This is not the first rift between the two men. Apparently when Andrew, the former AG, took over as governor he tried to negotiate with Schneiderman about taking some of his powers from his old job as AG with him. That went nowhere but we are told that there was some bad blood left as a result.

Another issue which should be of great concern to everyone involves the tenure of Preet Bharara, the United States Attorney who has launched a one-man crusade against evil doers ranging from corrupt politicians to the Mafia. First we heard from Hillary Clinton that she was not prepared to say that Bharara should stay in office after she wins the presidency. That made me crazy, especially since we know that the Clintons have had their own ethical problems in the past. Is it possible that the Clintons don’t want the incorruptible do-what’s-right Preet looking at some of their operations?

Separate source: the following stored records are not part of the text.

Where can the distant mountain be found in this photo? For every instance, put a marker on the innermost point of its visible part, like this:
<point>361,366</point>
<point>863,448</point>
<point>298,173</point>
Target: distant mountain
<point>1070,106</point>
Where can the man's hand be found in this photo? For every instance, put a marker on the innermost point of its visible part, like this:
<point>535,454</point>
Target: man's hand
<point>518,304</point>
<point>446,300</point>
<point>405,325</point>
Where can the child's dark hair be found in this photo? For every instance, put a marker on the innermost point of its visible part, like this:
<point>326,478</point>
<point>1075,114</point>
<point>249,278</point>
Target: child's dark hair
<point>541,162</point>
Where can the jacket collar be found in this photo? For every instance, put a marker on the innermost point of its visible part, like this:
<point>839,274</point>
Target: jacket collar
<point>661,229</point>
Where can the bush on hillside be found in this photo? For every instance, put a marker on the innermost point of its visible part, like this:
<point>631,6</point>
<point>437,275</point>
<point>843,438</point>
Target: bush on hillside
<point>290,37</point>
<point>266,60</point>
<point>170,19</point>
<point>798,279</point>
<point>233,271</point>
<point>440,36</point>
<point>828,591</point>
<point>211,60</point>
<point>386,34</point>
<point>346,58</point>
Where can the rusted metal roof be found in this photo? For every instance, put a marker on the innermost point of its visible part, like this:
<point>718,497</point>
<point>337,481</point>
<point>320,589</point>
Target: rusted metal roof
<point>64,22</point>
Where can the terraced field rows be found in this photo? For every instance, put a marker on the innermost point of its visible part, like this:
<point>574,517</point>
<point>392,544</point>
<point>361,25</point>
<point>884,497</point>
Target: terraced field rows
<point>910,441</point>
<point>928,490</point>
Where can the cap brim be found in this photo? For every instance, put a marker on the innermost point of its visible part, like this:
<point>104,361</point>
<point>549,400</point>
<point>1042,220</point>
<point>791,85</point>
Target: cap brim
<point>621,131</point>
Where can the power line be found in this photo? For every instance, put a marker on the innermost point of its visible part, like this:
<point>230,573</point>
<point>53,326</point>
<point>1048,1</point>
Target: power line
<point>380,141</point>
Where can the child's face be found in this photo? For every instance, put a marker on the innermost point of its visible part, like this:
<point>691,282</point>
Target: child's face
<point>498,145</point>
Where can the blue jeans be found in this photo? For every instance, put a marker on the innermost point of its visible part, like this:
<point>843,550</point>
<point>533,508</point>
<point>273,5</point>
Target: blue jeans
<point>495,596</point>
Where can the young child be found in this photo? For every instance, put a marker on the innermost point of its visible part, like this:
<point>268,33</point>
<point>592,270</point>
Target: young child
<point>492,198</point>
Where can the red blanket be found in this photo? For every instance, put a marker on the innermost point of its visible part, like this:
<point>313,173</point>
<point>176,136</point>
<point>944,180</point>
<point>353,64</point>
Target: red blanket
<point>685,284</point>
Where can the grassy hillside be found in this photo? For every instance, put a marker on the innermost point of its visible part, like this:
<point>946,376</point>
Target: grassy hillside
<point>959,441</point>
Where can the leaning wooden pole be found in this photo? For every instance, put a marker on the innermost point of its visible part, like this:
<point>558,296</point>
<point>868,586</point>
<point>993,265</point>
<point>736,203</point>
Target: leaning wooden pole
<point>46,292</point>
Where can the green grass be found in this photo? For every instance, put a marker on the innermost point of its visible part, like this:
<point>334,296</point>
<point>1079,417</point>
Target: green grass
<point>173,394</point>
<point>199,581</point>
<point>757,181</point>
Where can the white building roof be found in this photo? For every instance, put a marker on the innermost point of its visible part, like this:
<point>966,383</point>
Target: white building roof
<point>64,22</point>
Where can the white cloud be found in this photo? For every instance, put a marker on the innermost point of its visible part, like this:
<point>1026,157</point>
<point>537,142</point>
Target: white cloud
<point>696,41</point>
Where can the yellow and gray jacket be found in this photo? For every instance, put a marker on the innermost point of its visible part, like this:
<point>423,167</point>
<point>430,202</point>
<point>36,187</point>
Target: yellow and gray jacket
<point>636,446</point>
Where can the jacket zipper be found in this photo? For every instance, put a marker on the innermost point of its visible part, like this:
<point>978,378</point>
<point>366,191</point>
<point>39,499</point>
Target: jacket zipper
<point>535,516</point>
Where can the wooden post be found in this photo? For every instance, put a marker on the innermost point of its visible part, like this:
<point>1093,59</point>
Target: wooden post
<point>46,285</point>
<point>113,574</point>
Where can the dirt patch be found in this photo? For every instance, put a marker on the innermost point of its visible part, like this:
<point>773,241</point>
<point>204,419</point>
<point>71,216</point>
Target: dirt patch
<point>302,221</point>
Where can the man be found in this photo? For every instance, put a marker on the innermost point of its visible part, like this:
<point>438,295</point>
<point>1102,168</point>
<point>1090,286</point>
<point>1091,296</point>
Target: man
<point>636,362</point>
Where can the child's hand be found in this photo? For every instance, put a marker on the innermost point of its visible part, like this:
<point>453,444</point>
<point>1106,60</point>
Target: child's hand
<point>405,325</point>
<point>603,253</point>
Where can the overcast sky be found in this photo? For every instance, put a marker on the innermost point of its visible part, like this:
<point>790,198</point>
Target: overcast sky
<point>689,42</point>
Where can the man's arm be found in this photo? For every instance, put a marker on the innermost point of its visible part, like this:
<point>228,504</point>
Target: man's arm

It gets even worse in that one of my other most-admired politicians, Chuck Schumer, says much the same thing as Clinton; it is too early to say whether Bharara should stay or go. We know that Schumer is slated to be the top man in the Senate and that the Senate may well go Democratic. So Hillary would be the President and Schumer would be the U.S. Senate majority leader. The stink thickens. Preet absolutely must be re-nominated.

Finally, Andrew Cuomo seems to be very troubled by the excellent auditing work of Comptroller Thomas DiNapoli, one of the most decent, bright, hardworking public servants I have ever known. DiNapoli turned the Comptroller’s Office from a cesspool to a respected, professionalized operation yet irrationally, Cuomo has picked on DiNapoli for years. As with all his other inexplicable rivalries with seemingly everyone else, he appears to be just plain jealous of DiNapoli.

Now there is talk that DiNapoli will run in a primary against Cuomo. I doubt that he will. All DiNapoli has ever wanted was to do his job well. He is beloved in professional governmental circles and he has earned that the hard way. Whenever Cuomo does anything, we rub our chins and try to figure out what he’s got up his sleeve. Is there a major contributor who will be leaned on? Who is Andrew getting even with this time? We never do that with DiNapoli. He calls them the way he sees them and in this government, that is refreshing.